Spiritual opposition is part and parcel of ordinary Christian life—and a focus for our prayers, as is evident by our Lord’s inclusion of it in His model prayer for us in Matthew 6:9-13. The very brevity of that prayer shows the importance of accounting for a spiritual enemy in our daily prayer.
What difference does this adversarial vantage point make for our prayers? For one, we live our daily lives on high alert, on guard. Like a soldier on the field of battle in enemy territory, we live a little paranoid. We’re always looking over our shoulder. We receive packages with a bit of suspicion, attentive to danger.
When our Lord instructs us to pray that our Father in heaven would not lead us into temptation but deliver us from the evil one, He prompts us to regard the circumstances of life with a degree of caution. The word translated “temptation” in Matthew 6:13 can also be translated “trial.” Trials do come to us from the hand of our God. But His intention is not our spiritual harm. Trials are for the perfecting of our faith, so that we might grow in spiritual maturity.
But our enemy the devil is present in that same trial to tempt us for our spiritual detriment. He wants to create doubt, to cast aspersions on our Father. “You asked for bread,” our enemy whispers, “but didn’t God give you a stone? Is He really good? Is He real at all? Does He care for you?”
So when the packages of Providence arrive at our door, we are alert for the threat of spiritual terrorism, orchestrated not by our God but by our enemy the devil. And we ask our Father to grant us wisdom and power that we might thwart the enemy’s efforts.
Scriptural reconnaissance alerts us to an enemy who tries us to divorce us from our God, to lure us from the ground of the gospel, and to lull us into kingdom complacency. He is at work to promote disunity among the people of God. He distracts us from seeking first the kingdom of God and His righteousness. He inflames the lust of the eyes, the lust of the flesh and the pride of life residual in our hearts. Satan fans the flame of pride and sows seeds of division to discredit the gospel and bring dishonor to the name of Jesus. Therefore, we approach personal struggles and situations of conflict dusting for our enemy’s fingerprints.
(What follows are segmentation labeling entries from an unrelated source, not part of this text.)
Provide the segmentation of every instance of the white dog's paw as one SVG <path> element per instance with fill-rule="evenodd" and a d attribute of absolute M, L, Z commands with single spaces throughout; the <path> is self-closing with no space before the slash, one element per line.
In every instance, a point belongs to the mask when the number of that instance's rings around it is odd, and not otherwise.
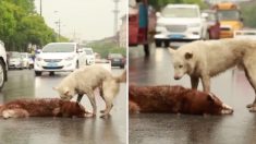
<path fill-rule="evenodd" d="M 3 110 L 3 111 L 2 111 L 2 117 L 3 117 L 4 119 L 12 118 L 13 115 L 14 115 L 14 111 L 13 111 L 13 110 Z"/>

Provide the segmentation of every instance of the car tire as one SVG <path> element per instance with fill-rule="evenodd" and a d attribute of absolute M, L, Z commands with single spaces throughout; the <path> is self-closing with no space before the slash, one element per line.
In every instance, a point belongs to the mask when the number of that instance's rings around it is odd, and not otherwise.
<path fill-rule="evenodd" d="M 41 71 L 35 71 L 36 76 L 40 76 L 41 75 Z"/>
<path fill-rule="evenodd" d="M 0 91 L 2 91 L 5 80 L 7 80 L 5 64 L 2 60 L 0 60 Z"/>
<path fill-rule="evenodd" d="M 159 39 L 155 39 L 155 44 L 156 44 L 156 47 L 161 47 L 161 40 L 159 40 Z"/>

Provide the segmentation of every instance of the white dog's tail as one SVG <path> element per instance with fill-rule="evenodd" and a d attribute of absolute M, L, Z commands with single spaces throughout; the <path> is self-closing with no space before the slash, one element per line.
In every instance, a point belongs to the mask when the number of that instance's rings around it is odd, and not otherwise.
<path fill-rule="evenodd" d="M 114 77 L 119 83 L 126 83 L 126 70 L 123 71 L 123 73 L 119 76 Z"/>

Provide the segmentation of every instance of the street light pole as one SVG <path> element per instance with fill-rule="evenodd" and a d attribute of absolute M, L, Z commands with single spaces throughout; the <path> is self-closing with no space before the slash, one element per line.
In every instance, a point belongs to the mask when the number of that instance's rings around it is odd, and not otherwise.
<path fill-rule="evenodd" d="M 40 16 L 41 16 L 41 0 L 40 0 Z"/>

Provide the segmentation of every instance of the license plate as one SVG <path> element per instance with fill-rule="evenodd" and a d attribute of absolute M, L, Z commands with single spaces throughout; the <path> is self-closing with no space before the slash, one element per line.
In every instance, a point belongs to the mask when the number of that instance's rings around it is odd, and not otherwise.
<path fill-rule="evenodd" d="M 169 37 L 179 39 L 179 38 L 183 38 L 184 35 L 169 35 Z"/>
<path fill-rule="evenodd" d="M 47 67 L 58 67 L 58 64 L 56 62 L 49 62 Z"/>

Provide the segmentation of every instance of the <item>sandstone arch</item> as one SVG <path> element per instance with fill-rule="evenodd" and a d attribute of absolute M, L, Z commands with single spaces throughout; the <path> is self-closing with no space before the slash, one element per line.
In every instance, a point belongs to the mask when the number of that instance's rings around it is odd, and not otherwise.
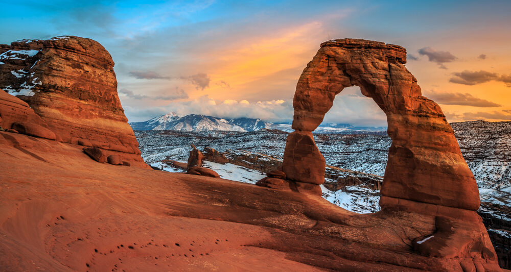
<path fill-rule="evenodd" d="M 406 62 L 406 50 L 398 45 L 353 39 L 322 43 L 296 86 L 295 131 L 288 137 L 283 165 L 288 179 L 323 183 L 325 161 L 311 132 L 335 95 L 356 85 L 387 115 L 392 140 L 380 205 L 406 200 L 477 210 L 477 184 L 453 131 L 439 106 L 422 96 Z"/>

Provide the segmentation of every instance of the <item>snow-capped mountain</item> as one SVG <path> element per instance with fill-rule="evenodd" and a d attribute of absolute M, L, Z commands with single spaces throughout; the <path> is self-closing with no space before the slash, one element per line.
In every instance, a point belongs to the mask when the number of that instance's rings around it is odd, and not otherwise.
<path fill-rule="evenodd" d="M 144 122 L 133 122 L 129 123 L 130 126 L 134 130 L 166 130 L 167 124 L 180 118 L 174 112 L 168 113 L 165 115 L 155 117 Z"/>
<path fill-rule="evenodd" d="M 129 125 L 134 130 L 228 131 L 241 132 L 253 130 L 249 129 L 251 126 L 254 127 L 254 124 L 258 123 L 259 119 L 247 119 L 245 122 L 235 123 L 233 120 L 201 114 L 189 114 L 180 117 L 176 113 L 171 112 L 144 122 L 132 122 Z M 244 124 L 247 124 L 247 129 L 242 126 Z"/>
<path fill-rule="evenodd" d="M 132 122 L 133 130 L 174 130 L 179 131 L 225 131 L 246 132 L 263 129 L 276 129 L 291 132 L 291 122 L 272 123 L 261 119 L 241 117 L 224 119 L 199 114 L 180 117 L 174 112 L 154 117 L 144 122 Z M 355 127 L 348 123 L 324 123 L 314 131 L 315 133 L 385 134 L 384 127 Z"/>

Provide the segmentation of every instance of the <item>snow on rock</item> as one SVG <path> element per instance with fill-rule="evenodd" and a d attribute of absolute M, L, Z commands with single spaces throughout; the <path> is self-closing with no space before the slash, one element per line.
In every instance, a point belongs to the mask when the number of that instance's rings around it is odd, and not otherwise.
<path fill-rule="evenodd" d="M 39 50 L 8 50 L 0 54 L 2 60 L 26 60 L 29 57 L 33 57 L 39 52 Z M 22 58 L 21 58 L 22 57 Z"/>
<path fill-rule="evenodd" d="M 362 187 L 345 186 L 335 192 L 320 185 L 323 198 L 350 211 L 371 213 L 380 210 L 380 191 Z"/>
<path fill-rule="evenodd" d="M 223 179 L 240 181 L 245 183 L 256 184 L 257 181 L 266 177 L 259 171 L 233 164 L 222 164 L 216 162 L 204 161 L 202 166 L 218 173 Z"/>

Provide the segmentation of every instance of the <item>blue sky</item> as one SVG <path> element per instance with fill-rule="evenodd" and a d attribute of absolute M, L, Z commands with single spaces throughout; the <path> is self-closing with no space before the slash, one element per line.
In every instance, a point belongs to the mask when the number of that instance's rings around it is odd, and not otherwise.
<path fill-rule="evenodd" d="M 506 120 L 511 88 L 505 81 L 470 85 L 464 80 L 478 74 L 460 73 L 511 75 L 510 3 L 2 1 L 0 43 L 64 35 L 97 40 L 116 63 L 130 121 L 169 111 L 278 121 L 292 118 L 296 81 L 322 41 L 376 40 L 403 46 L 417 59 L 407 67 L 450 120 Z M 438 52 L 454 60 L 430 60 Z M 473 77 L 451 80 L 466 75 Z M 326 120 L 384 125 L 384 114 L 356 88 L 339 96 Z"/>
Jesus calling us to prayer against the schemes of the evil one in Matthew 6:13 finds itself sandwiched between the petition on forgiving others in verse 12 and teaching on forgiving others in verses 14-15. We can see how this works. When someone wrongs us, we may count them our enemy. But God’s Word reminds us who our real enemy is:
Ephesians 6:12 For we do not wrestle against flesh and blood, but against the rulers, against the authorities, against the cosmic powers over this present darkness, against the spiritual forces of evil in the heavenly places.
In calling us to pray in view of an enemy, a kingdom adversary, our Lord Jesus brings the perspective of spiritual opposition to all the other elements of the model prayer. He spurs us on to “prayeranoia,” praying aware of and against an invisible (but actual) opponent as part of our daily prayer—as long as we sojourn the paths of this present, evil age.